By incorporating the business unit, application name, layer, and environment into the workspace name, you can easily identify and associate workspaces with specific components of your infrastructure. We recommend a maximum of ninety characters but this is not a hard limit.
Many application teams will not need the layer
component in the name as the infrastructure they need for their application is relatively simple. To standardize, the string main
or app
can be used in place of the layer
component. This will help to maintain consistency across the organization.
When to divide a workspace
- Performance: Large Terraform graphs which have to process hundreds or thousands of objects for every plan/apply can increase time-to-market for application component change, and could result in out of memory errors if the graph grows larger than the RAM allocation from the container daemon in the case of Terraform Enterprise or can lead to network timeouts or API limits being reached. To mitigate these challenges we recommend these actions in descending order of preference:
- Split the configuration across a number of workspaces which will individually take less time to plan and have a smaller RAM footprint.
- Move the workspace run to an agent pool where a dedicated, bespoke, vertically-scaled specification can be made available to the workload.
- Privileges: Splitting up workspaces allows for access control refinement for different users of your organization, as referred to in the section above on projects division.
As Terraform runs begin with state refresh, with workspaces containing hundreds or thousands of resources, plan
and apply
commands take increased amounts of time. The Terraform CLI's parallelism limit controls how many resources can be checked in parallel during these operations. More information on this can be found in the Terraform documentation here.
Landing zones
A cloud landing zone is a foundational concept in cloud computing and a common deployment pattern for scaled customers. Defined as a standardized environment deployed in a cloud to facilitate secure, scalable, and efficient cloud operations, it forms a blueprint for setting up workloads in the cloud and serves as a launching pad for broader cloud adoption.
Cloud landing zones address several important areas:
- Networking: Configured with the network resources, such as virtual private clouds, subnets, and connectivity settings needed for operating workloads in the cloud.
- Identity and access management: Helps to enforce IAM policies, RBAC, and other permissions settings.
- Security and compliance: Security configurations such as encryption settings, security group rules, and logging settings.
- Operations: This includes operational tools and services, such as monitoring, logging, and automation tools. These help to manage and optimize cloud resources effectively.
- Cost management: Enables cost monitoring and optimization by facilitating automation, tagging policies, budget alerts, and cost reporting tools.
Landing zones are commonly deployed by HCP Terraform, but the landing zone concept is also applicable to HCP Terraform by which a management workspace is deployed by the Platform Team during the onboarding of an internal customer using automation and which is then used to deploy the operational environment needed by that customer to support their development remit; this is akin to the equivalent CSP account and configuration needed by the same team. The recommended way to do this is:
- Complete preparative reading: Read about cloud landing zone patterns applicable to the CSPs with whom work partner.
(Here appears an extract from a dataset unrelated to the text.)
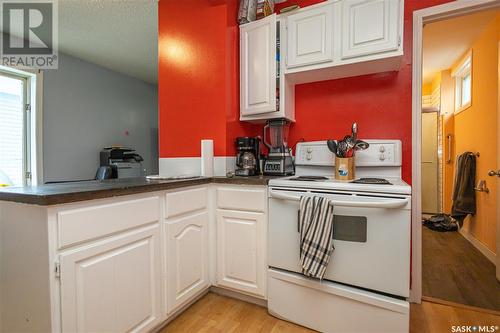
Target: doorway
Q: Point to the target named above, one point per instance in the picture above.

- Define the HCP Terraform landing zone: There are a number of ways to apply the LZ concept, but core requirements include:
- Use of the Terraform Enterprise provider so that there is state representation for the configuration - this applies to both HCP Terraform and Terraform Enterprise.
- Definition of a VCS template which contains boilerplate Terraform code for the LZ and a directory structure designed and managed by the Platform Team.
- Creation of a Terraform module for your private registry - this will be called by the Platform Team's automated onboarding process when an application team wants to onboard. This module should nominally create the following:
- A management workspace for the application team.
- A VCS repository for the application team to store the code which will run in the management workspace. This will use the VCS repository template above.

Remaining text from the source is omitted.